Короткий опис (реферат):
Background: Dissatisfaction with the results of treatment of pilonidal disease in children leads to the search for new ways to
improve the methodology of its surgical treatment.
Objective: To create a model for the spatial justification of the form and parameters of surgical access in the treatment of pilonidal
disease in children in all forms of it.
Materials and methods: On the basis of anatomical and spatial studies of sacral-coccygeal area in 50 patients with pilonidal disease,
the prognostic factors of its course in children have been determined. Thanks to the data obtained, the main conceptual
assumptions of the recommendation for the removal of the pathological lesion were identified. In all cases, the developed model
of calculation of parameters and localization of operative access allowed to observe the minimally invasive direction of surgical
treatment.
Results: Based on the data obtained, the main conceptual assumptions and recommendations for the removal of the pilonidal
cyst were identified. In all cases the developed model of calculation of parameters and localization of operative access allowed to
observe the minimally invasive direction of surgical treatment. Depending on the location, size and location of the fistulas of the
pilonidal cyst, a spatial model, based on the ratio of elliptical planes, allows to determine the necessary parameters of the surgical
wound, which allows to maximally lateralize the surgical wound with a minimum area of soft tissue removed.

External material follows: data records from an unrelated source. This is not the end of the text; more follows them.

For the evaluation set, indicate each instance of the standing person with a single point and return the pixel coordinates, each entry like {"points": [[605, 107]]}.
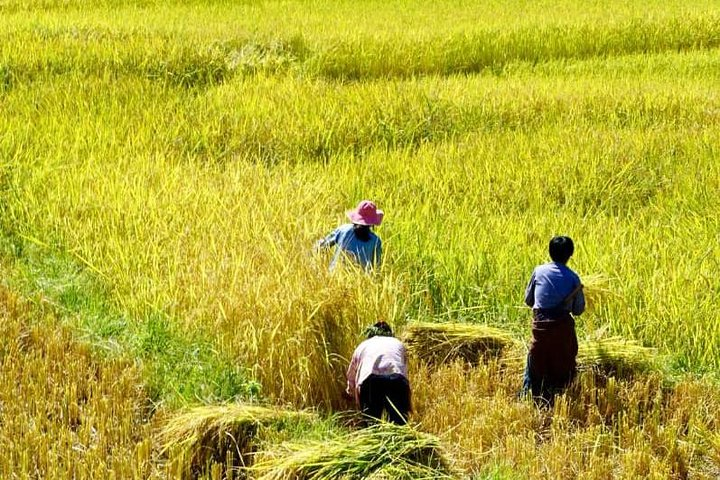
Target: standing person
{"points": [[555, 294], [377, 376], [356, 240]]}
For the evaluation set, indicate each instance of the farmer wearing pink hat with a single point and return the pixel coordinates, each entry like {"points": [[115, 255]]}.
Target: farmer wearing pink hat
{"points": [[356, 240]]}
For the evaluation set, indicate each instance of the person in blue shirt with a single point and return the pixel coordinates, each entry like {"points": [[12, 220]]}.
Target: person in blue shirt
{"points": [[356, 240], [555, 294]]}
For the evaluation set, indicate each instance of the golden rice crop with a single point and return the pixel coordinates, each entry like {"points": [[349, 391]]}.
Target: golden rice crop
{"points": [[616, 355], [222, 434], [381, 451], [444, 342]]}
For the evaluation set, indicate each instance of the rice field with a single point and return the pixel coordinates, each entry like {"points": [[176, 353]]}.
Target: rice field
{"points": [[165, 168]]}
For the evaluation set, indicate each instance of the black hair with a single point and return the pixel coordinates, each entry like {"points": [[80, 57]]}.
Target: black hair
{"points": [[379, 329], [561, 249]]}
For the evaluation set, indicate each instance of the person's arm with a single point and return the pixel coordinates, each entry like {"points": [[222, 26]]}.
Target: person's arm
{"points": [[351, 388], [377, 254], [578, 303], [530, 291], [328, 241]]}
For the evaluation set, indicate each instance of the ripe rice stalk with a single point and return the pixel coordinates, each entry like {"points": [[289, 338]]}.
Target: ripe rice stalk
{"points": [[443, 342], [381, 451], [596, 288], [224, 434], [616, 355]]}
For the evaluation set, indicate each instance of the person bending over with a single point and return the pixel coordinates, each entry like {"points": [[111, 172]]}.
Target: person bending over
{"points": [[377, 375], [356, 240]]}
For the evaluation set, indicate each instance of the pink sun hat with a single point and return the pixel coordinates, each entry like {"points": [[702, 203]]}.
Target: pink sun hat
{"points": [[366, 213]]}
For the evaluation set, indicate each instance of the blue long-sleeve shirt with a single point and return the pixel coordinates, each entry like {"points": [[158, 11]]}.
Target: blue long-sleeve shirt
{"points": [[549, 286], [366, 253]]}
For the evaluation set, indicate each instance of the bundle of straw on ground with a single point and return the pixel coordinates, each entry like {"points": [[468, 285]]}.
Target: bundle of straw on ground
{"points": [[381, 451], [197, 438], [616, 356], [444, 342]]}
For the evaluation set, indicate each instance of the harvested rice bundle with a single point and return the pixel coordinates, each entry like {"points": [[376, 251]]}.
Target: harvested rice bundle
{"points": [[616, 355], [222, 434], [382, 451], [443, 342]]}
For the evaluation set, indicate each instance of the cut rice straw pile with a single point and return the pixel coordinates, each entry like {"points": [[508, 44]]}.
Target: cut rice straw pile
{"points": [[444, 342], [616, 355], [438, 343], [223, 434], [381, 451]]}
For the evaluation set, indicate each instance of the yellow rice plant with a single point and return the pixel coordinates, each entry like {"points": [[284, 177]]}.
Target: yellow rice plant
{"points": [[616, 355], [381, 451], [445, 342], [195, 439], [63, 412], [596, 288], [599, 429]]}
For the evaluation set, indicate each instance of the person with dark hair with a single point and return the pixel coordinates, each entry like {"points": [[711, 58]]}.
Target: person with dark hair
{"points": [[356, 240], [555, 294], [377, 376]]}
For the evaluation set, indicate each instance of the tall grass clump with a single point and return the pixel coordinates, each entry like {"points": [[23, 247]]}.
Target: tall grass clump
{"points": [[66, 413], [381, 451]]}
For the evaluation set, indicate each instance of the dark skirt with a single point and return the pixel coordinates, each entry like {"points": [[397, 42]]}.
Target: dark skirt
{"points": [[552, 357], [390, 393]]}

Conclusions: The formation of contours, localization and parameters of intraoperative access in pilonidal disease in children, according
to the developed model of spatial justification of the form and parameters of operative access, testifies to the feasibility
of its elliptical shape, the parameters of which are determined by the location of the external openings of the fistulous passages
in relation to the relation. The contour of the surgical wound in the form of an ellipse with well-defined geometric parameters of
the calculated object allows to perform mini-invasive plastic surgery when removing the pilonidal cyst without additional formation
of perianal skin and subcutaneous fat flap, which allows to reduce the number of postoperative lesions. The research was carried
out in accordance with the principles of the Declaration of Helsinki. The study protocol was approved by the Local Ethics
Committee (LEC) of all the institutions mentioned. Informed agreement was obtained from the parents of the children (or their
guardians) for the research.The author declares that there is no conflict of interest.